Most recently, financial regulators in Hong Kong and Singapore have also decided to allow dual-class shares in the Hong Kong Stock Exchange and the Singapore Exchange, respectively. By allowing dual-class structures, Hong Kong and Singapore seek to attract more tech companies—particularly U.S.-listed tech companies from mainland China—as Sino-American relations sour.
Critics of dual-class ownership—especially institutional investors—argue that it will damage corporate governance and weaken investor rights in Britain. Notwithstanding anecdotal examples of executive overreach from Facebook and WeWork and claims by BlackRock and the CFA Institute, there is no conclusive evidence to suggest that companies with a dual-class ownership structure exhibit lower corporate governance standards than companies with a general voting structure. Nevertheless, to assuage investor concerns, the U.K. government can adopt the Hill report’s recommendations to introduce a “maximum weighted voting ratio of 20:1” and a five-year sunset clause for dual-class shares. However, because such safeguards will reduce the effectiveness of companies with a dual-class ownership structure, British regulators should exercise caution in implementing such measures.

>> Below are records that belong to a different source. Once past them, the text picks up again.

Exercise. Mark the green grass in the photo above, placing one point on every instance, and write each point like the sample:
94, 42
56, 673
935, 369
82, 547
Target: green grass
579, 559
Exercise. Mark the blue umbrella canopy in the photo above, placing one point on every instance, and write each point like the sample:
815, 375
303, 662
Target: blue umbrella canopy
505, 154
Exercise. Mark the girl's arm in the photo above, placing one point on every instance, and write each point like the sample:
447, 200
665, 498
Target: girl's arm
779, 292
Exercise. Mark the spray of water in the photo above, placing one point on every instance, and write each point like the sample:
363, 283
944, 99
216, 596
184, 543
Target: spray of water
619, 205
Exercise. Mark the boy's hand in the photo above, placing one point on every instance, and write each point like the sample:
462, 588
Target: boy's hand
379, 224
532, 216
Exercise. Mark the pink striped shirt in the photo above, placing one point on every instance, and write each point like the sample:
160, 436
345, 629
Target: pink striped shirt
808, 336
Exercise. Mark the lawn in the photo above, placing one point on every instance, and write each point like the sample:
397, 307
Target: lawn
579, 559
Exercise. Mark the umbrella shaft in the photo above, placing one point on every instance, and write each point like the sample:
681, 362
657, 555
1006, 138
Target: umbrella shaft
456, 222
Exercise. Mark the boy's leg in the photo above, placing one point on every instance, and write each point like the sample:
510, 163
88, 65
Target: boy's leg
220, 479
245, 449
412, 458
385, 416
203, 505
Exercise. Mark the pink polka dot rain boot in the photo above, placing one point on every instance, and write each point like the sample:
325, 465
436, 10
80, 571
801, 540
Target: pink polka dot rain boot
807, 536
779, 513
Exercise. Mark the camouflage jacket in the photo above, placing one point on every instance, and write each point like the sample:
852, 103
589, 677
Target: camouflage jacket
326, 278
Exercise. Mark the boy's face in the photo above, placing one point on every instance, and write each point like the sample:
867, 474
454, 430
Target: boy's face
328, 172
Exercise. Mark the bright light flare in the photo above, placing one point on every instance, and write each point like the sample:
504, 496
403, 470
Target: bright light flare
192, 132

Likewise, although dual-class ownership provides outside investors with weakened voting rights than companies with a general voting structure, investors can choose whether to invest in such companies. Furthermore, investors can sell their shares if they have reasons to doubt the business strategy and managerial ability of the company’s founders and executives. Therefore, the case against dual-class ownership based on the rights of institutional investors remain weak.
As the Biden administration and the European Commission adopt an increasingly antagonistic tone toward technology companies, the Boris Johnson government have a competitive opportunity to establish London as a global tech hub. Attracting fast-growing tech companies will ultimately require a range of initiatives, such as improving tax incentives for investment. Allowing dual-class ownership for LSE-listed companies should be a core part of that strategy.